Ethikrat zu Klimagerechtigkeit
Wie gelingt das gute Leben in der Klimakrise? Der Deutsche Ethikrat hat Empfehlungen zur Klimagerechtigkeit vorgelegt (Illustration: Hannah Robold – Berliner Ideenlabor).

Wer trägt die Verantwortung, wer die Kosten für die Klimawende? Der Ethikrat sieht Politik, Wirtschaft und Individuen gleichermaßen in der Verantwortung. Ermöglicht werden müsse die Grundlage für ein gutes Leben.

15.03.2024 – Diese Woche hat der Ethikrat Vorschläge für eine gerechte Lastenverteilung in der Klimakrise vorgestellt. Mit 13 Empfehlungen umreißt das Gremium, wie die Klimawende fair ausgestaltet werden könnte.

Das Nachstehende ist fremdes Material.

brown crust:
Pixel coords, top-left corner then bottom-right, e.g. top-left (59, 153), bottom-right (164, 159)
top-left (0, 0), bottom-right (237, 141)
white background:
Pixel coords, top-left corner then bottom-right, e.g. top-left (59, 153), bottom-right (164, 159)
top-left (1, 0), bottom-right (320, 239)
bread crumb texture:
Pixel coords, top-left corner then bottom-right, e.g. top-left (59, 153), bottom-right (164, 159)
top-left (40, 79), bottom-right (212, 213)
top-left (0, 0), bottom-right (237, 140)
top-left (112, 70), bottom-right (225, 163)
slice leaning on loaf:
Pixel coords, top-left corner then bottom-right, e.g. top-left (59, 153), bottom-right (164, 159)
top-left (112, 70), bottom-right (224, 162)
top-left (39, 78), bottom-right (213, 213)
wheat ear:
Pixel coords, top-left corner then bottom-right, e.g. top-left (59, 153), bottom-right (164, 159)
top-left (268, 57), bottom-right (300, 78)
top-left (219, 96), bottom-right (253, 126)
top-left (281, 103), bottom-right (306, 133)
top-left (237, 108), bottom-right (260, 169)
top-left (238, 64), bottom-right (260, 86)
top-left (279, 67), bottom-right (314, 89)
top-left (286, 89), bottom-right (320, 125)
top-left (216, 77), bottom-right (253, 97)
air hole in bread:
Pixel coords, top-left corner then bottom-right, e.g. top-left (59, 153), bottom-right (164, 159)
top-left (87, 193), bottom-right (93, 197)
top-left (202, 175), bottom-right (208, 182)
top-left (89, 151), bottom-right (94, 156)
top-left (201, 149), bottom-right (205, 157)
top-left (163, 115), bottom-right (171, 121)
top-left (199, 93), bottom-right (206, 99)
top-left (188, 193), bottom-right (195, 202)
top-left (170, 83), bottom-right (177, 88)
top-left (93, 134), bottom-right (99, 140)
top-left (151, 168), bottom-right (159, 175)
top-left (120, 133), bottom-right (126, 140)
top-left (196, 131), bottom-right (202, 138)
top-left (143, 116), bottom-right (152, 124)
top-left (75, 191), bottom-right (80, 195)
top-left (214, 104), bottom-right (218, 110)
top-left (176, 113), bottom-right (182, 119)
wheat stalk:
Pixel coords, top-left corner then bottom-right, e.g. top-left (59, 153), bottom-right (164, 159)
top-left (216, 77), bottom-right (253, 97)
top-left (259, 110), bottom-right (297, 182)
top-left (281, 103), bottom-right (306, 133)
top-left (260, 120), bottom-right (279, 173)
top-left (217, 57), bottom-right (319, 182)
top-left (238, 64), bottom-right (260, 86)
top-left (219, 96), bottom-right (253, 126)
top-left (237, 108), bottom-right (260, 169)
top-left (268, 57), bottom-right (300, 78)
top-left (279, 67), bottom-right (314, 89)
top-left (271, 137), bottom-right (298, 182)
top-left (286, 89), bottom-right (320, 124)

„Die Bewältigung des Klimawandels und seiner Folgen ist eine gesellschaftliche Mammutaufgabe“, sagt Alena Buyx, die Vorsitzende des Deutschen Ethikrates. „Wie können wir dabei die Lasten gerecht verteilen? Wer trägt die Verantwortung? Und was können wir tun, damit uns allen dabei nicht die Puste ausgeht?“

Alle seien gefragt – Parteien, Zivilgesellschaft, Medien, Wissenschaft –, um neue Perspektiven für ein gutes Leben in einer nachhaltigen und klimaneutralen Gesellschaft ohne weiteres Wachstum von Konsum und Ressourcenverbrauch zu entwerfen.

Wer trägt die Verantwortung, wer trägt die Last

Die Klimagerechtigkeit wird auf drei Dimensionen betrachtet: zwischen sozialen Gruppen einer Gesellschaft, zwischen Staaten, und zwischen Generationen. Auf allen Ebenen müsse geklärt werden, wer welche Verantwortung und Last zu tragen habe. Besonders die Generationengerechtigkeit müsse stärker berücksichtigt werden, da die Stimmen der zukünftigen Generationen in derzeitigen demokratischen Verfahren keinen eigenen Platz haben.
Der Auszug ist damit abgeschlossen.